Damages and Penalties
The FCA provides that a company in violation of the statute’s substantive provisions is liable for “3 times the amount of damages which the government sustains because of the act of that person.”[11] In addition, the violator must also pay a civil penalty; as of January 2023, FCA penalties range from $13,508 to $27,018 per false claim, and the DOJ is charged with adjusting the penalty range upward every year to account for inflation.[12] A company found liable in a qui tam action must also reimburse the qui tam plaintiff for litigation costs and attorneys’ fees.
The FCA provides for a reduction in the amount of the damages, down to double damages, if the violator made a voluntary disclosure to the government within 30 days and cooperated with the government in any ensuing investigation.[13] Under formal guidance issued by the DOJ in 2019, maximum cooperation credit in FCA cases may be earned by timely self-disclosure of misconduct unknown to the government, including the identification of individuals substantially involved in or responsible for the misconduct; cooperating fully with the government’s investigation; and undertaking remedial measures designed to prevent and detect similar wrongdoing in the future.

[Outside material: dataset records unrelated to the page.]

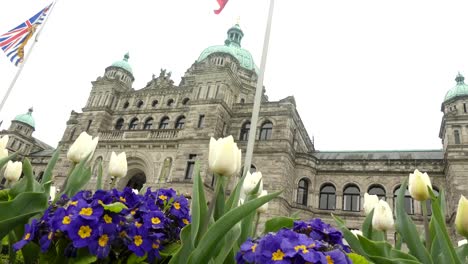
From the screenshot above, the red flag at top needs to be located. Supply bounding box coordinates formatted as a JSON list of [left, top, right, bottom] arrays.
[[215, 0, 228, 14]]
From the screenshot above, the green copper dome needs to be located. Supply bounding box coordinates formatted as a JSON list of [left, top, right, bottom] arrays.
[[444, 73, 468, 102], [14, 107, 36, 128], [197, 24, 258, 72], [111, 52, 133, 74]]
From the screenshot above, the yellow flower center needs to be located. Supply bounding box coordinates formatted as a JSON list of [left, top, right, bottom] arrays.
[[62, 215, 71, 225], [271, 249, 284, 260], [250, 244, 257, 253], [78, 226, 93, 239], [98, 234, 109, 247], [133, 236, 143, 247], [80, 207, 93, 216], [294, 245, 309, 253], [104, 214, 112, 224]]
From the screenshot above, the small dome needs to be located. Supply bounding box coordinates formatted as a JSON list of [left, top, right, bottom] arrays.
[[14, 107, 36, 128], [111, 52, 133, 74], [197, 24, 258, 73], [444, 73, 468, 102]]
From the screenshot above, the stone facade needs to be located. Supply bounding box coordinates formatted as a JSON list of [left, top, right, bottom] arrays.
[[2, 25, 468, 240]]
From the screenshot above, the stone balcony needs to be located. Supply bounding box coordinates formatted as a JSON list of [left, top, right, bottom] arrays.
[[99, 129, 180, 141]]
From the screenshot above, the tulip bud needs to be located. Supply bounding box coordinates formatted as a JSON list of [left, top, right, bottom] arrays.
[[67, 131, 99, 163], [372, 200, 394, 231], [458, 239, 468, 247], [455, 195, 468, 238], [350, 229, 364, 237], [257, 190, 268, 213], [109, 151, 127, 178], [49, 186, 57, 201], [408, 169, 432, 201], [0, 149, 8, 159], [242, 171, 263, 196], [208, 136, 242, 177], [363, 193, 379, 215], [0, 135, 9, 149], [4, 160, 23, 182]]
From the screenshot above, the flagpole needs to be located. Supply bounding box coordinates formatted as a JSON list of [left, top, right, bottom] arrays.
[[0, 0, 58, 113], [243, 0, 275, 175]]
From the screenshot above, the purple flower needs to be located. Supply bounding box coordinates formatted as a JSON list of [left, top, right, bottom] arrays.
[[13, 219, 37, 251]]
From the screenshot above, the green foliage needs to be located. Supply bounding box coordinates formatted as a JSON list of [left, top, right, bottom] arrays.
[[169, 161, 282, 264], [332, 181, 468, 264]]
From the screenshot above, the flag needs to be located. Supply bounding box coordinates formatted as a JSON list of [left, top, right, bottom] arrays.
[[0, 4, 52, 66], [215, 0, 228, 14]]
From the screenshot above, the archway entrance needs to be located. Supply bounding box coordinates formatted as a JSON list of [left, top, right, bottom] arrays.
[[127, 172, 146, 191]]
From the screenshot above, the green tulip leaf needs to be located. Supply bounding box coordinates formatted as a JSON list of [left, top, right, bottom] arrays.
[[189, 191, 282, 263], [263, 216, 294, 234], [395, 180, 433, 264], [101, 202, 128, 213]]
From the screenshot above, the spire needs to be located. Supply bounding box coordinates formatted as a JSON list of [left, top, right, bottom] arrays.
[[455, 72, 465, 84], [224, 20, 244, 48]]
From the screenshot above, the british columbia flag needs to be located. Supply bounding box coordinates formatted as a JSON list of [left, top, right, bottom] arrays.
[[0, 4, 52, 66]]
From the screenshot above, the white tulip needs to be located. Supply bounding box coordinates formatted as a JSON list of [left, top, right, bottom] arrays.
[[208, 136, 242, 177], [350, 229, 363, 237], [0, 149, 8, 159], [109, 151, 127, 178], [257, 190, 268, 214], [0, 135, 9, 149], [67, 131, 99, 163], [458, 239, 468, 247], [4, 160, 23, 182], [372, 200, 394, 231], [242, 171, 263, 196], [363, 193, 379, 215], [408, 169, 432, 201], [49, 186, 57, 201]]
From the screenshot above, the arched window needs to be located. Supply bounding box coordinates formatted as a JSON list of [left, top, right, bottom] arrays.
[[319, 184, 336, 210], [175, 116, 185, 129], [159, 116, 169, 129], [259, 121, 273, 140], [128, 117, 138, 130], [115, 118, 124, 130], [343, 185, 361, 212], [393, 186, 414, 214], [167, 99, 174, 106], [159, 157, 172, 182], [297, 179, 309, 205], [453, 130, 461, 144], [239, 121, 250, 140], [143, 117, 153, 129], [367, 184, 386, 201]]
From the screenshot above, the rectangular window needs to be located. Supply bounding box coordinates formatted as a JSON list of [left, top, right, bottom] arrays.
[[86, 120, 93, 132], [185, 154, 197, 180], [197, 115, 205, 128]]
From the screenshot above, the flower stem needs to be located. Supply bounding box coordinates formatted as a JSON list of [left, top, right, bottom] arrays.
[[421, 201, 432, 252]]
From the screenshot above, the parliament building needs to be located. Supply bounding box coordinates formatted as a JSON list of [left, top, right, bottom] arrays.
[[0, 24, 468, 238]]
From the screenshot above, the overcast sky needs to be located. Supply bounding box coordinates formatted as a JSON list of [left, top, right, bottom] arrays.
[[0, 0, 468, 150]]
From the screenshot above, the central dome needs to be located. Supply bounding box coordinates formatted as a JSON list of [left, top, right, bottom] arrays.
[[197, 24, 258, 73], [444, 73, 468, 102]]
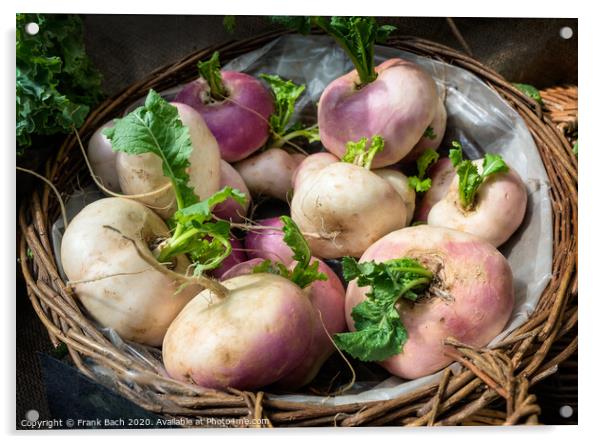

There are no hard and fast rules governing the measure of damages. But most courts have found that the statute is intended to afford the government a complete recovery and to make the government “completely whole.” These courts have therefore used broad measures of damages to ensure the government recovers any losses associated with false claims. However, the courts generally agree that the government cannot recover so-called “consequential damages” that do not directly result from the submission of false claims (such as repair or replacement costs).
The penalties assessed under the FCA can also be very significant in some cases. In situations where a company is submitting multiple claims for payment, the penalties can reach astronomical amounts. In healthcare cases in particular, a hospital or doctor may submit hundreds or thousands of claims every day. Even if the out-of-pocket losses to the government are small, the penalties add up quickly at up to $27,018 for each claim. In sum, the combination of treble damages and penalties means that potential monetary exposure under the FCA is extremely high.